REUTERS | Jason Lee

Mitigation and expert evidence: the pitfalls

Hirtenstein v Hill Dickinson was a solicitors’ negligence case concerning the purchase of a luxury yacht. There have been a number of superyacht claims recently and they have often arisen as a result of late delivery. However, here one of the yacht’s engines was found to have been defective after sale. The issue was whether the purchaser’s solicitors should have advised the buyer that the seller should provide a personal guarantee as a condition of purchase.

While the court found that there had been negligence, it decided that it was not causative of the claimant’s decision to purchase the yacht without a personal guarantee. This meant that no loss was suffered. However, obiter, the court considered the principles of mitigation, and criticised the expert evidence in terms which are likely to be of wider interest.

Mitigation of loss

Mitigation of loss is a principle perhaps more discussed than understood. This decision is a timely reminder that there is in fact no duty to mitigate in the sense that a claimant who does not mitigate his loss has done nothing wrong. What he does do is limit the damages he can recover.

The court stated the “true” principle as being that, where there is more than one option reasonably available as a result of the defendant’s breach of duty, the claimant can only recover as damages the costs of the least expensive option. Additional costs relating to more expensive options cannot be recovered.

In a construction context, the principle is often encountered where, following termination of a contractor’s employment, the employer has to re-let the works and may be criticised for accepting a tender well above that originally put forward by the former contractor. Sometimes that contractor may even offer to carry out the balance of the works, perhaps on a cost-plus basis.

In this situation, the question which must be asked is whether the various options open to the employer are all reasonable and, if so, whether the employer proposes to choose the least expensive option. In Hirtenstein, there were other reasonable alternatives to replacing the defective engine with a new engine, such as using a reconditioned replacement.

In a termination situation, the employer might legitimately conclude that to accept an offer from the original contractor might involve expenditure greater than the face value of any proposal, given that there has already been a history of troubled relations between the parties. The court is unlikely to need to consider the results of a detailed costing exercise. Rather, it will review in broad terms what options are reasonably available to the employer and whether his prediction of the outturn cost of each option is a reasonable one.

Experts’ evidence again

The court also took the opportunity to add to the now lengthy catalogue of critical views about experts. Neither side’s expert fared well.

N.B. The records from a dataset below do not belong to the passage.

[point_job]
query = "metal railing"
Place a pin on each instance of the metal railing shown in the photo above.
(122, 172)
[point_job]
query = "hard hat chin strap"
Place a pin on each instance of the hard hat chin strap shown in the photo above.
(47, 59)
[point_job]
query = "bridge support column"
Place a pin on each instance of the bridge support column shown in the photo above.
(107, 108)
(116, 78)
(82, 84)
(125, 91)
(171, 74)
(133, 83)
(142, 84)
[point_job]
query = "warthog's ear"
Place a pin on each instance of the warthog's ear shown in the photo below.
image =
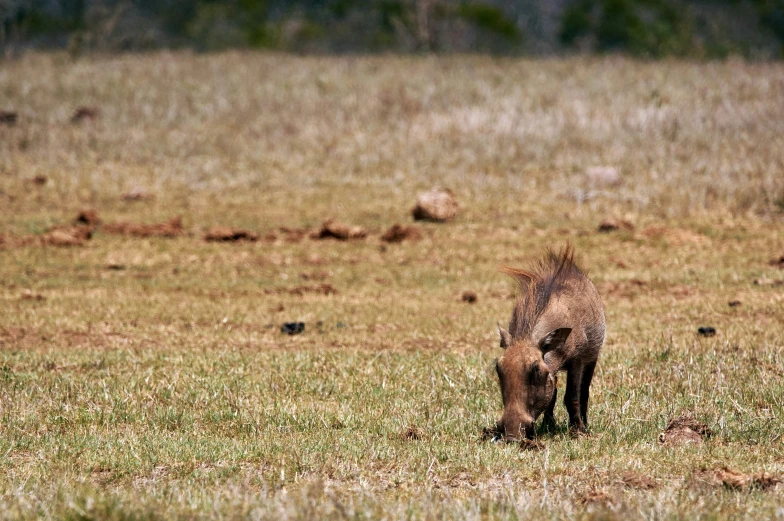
(506, 338)
(554, 339)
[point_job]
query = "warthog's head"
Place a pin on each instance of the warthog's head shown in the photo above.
(527, 387)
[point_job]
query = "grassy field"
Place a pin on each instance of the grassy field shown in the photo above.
(148, 378)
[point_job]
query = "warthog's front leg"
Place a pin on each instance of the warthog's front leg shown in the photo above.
(549, 413)
(572, 396)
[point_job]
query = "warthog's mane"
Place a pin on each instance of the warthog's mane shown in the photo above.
(538, 284)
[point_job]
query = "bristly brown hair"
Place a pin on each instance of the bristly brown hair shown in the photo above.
(538, 284)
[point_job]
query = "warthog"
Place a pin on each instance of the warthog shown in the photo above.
(557, 325)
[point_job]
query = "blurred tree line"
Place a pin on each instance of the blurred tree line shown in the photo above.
(649, 28)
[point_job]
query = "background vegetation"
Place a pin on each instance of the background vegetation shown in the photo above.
(650, 28)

The claimant’s engineering expert:

  • Assessed the costs of restoring the yacht to its warranted condition but had included “palpably unjustifiable” items, literally including the kitchen sink!
  • Assumed that items which were purchased for the yacht should be classified as repairs rather than upgrades without applying his mind as to whether this was the proper classification.
  • Included an appendix that he was completely unable to explain.

The court concluded that he was not a fit person to act as an expert witness on his showing in this case, and refused to attach any credence to the figures “rubber-stamped” by him for the alleged cost of repairs.

The defendant’s expert fared little better. His approach was described as putting the available information into a “black box” from which a figure emerged based entirely on his gut feel. This was described as effectively saying “trust me, I’m an expert valuer”. Lack of objective evidence to justify the results contended for was roundly criticised and effectively discounted.

As this case indicates, judges are becoming ever more vocal in their criticisms of expert evidence. The need to ensure that such evidence is obviously objective, well reasoned and clearly explained cannot be overstated.